Calotes em alta: que FII’s ainda valem a pena?
Após uma nova queda mensal, o índice de fundos imobiliários da B3 (Ifix) encerrou o primeiro trimestre com perda acumulada de 3,7%, aos 2.761 pontos, ante desvalorização de 7,2% do Ibovespa.
Somente em março, o desempenho negativo do Ifix ficou em 1,7%.
A conjuntura de juros elevados e, agora, o temor de novos casos de inadimplência trouxeram turbulência ainda maior para o segmento.
Nesse ambiente de cautela, as corretoras fizeram apenas mudanças pontuais nas carteiras recomendadas de fundos imobiliários (FIIs) para abril – o que não alterou o ranking dos mais indicados.
O Bresco Logística (BRCO11) continua no topo do levantamento realizado pelo InfoMoney, com um total de oito apontamentos.
O fundo tem cerca de 4% de sua receita total derivada de Americanas, que recentemente apresentou seu plano de recuperação judicial.
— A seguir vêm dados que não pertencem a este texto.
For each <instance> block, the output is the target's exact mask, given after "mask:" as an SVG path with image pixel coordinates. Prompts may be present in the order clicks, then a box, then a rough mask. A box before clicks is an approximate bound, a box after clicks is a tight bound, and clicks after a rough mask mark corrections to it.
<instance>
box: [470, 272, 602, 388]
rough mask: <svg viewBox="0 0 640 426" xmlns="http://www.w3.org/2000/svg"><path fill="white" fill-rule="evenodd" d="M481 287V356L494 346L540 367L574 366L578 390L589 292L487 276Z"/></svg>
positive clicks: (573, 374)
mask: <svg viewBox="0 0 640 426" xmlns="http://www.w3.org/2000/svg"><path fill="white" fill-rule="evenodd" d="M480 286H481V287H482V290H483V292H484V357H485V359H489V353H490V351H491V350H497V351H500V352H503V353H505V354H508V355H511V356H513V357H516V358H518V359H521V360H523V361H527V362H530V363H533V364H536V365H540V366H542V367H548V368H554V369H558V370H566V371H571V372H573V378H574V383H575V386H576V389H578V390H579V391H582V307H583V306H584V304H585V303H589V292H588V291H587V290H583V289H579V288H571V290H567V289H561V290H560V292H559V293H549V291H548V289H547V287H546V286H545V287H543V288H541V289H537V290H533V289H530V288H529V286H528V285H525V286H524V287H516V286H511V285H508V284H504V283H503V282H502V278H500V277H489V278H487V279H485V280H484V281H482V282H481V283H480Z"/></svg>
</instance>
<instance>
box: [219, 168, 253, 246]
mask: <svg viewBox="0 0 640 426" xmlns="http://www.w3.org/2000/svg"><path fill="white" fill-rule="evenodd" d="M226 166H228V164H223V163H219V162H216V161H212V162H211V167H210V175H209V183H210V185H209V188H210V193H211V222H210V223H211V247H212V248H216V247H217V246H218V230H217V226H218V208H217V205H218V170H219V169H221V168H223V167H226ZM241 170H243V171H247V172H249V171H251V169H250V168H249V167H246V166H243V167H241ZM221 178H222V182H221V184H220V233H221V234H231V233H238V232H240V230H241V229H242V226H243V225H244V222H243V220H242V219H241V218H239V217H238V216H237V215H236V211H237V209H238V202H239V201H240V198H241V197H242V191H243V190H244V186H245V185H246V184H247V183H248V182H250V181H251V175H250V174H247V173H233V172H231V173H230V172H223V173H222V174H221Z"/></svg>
Em segundo lugar aparecem empatados o CSHG Recebíveis Imobiliários (HGCR11) e o Kinea Rendimentos Imobiliários (KNCR11), ambos com sete recomendações.
A terceira posição é ocupada pelo CSHG Renda Urbana (HGRU11), com seis indicações, e a lista de destaques se completa com a Capitânia Securities II (CPTS11), presente em cinco portfólios selecionados.
Quanto ao panorama da indústria, alguns relatórios ressaltam o momento delicado.
“Com o mercado de FIIs de tijolo ainda impactado pela crise nas grandes varejistas [atrasos em aluguéis por parte de Americanas, Tok&Stok e Lojas Marisa], os sequentes registros de inadimplência em CRIs [certificados de recebíveis imobiliários] acabaram acendendo o alerta também em FIIs de papel, especialmente aqueles com perfil high yield (maior risco)”, diz a BB Investimentos.
Para o BTG Pactual, eventos de renegociações ou inadimplências fazem parte desse tipo de investimento em crédito e, portanto, podem seguir ocorrendo em 2023.
“No entanto, em um momento em que a liquidez segue retraída, entendemos que setores que possuam maior necessidade de funding devem seguir pressionados e com dificuldades para realizar novas captações, resultando numa menor disponibilidade de recursos para o pagamento das obrigações financeiras”, alerta o banco, que diz ter intensificado o acompanhamento dos FIIs de sua carteira recomendada.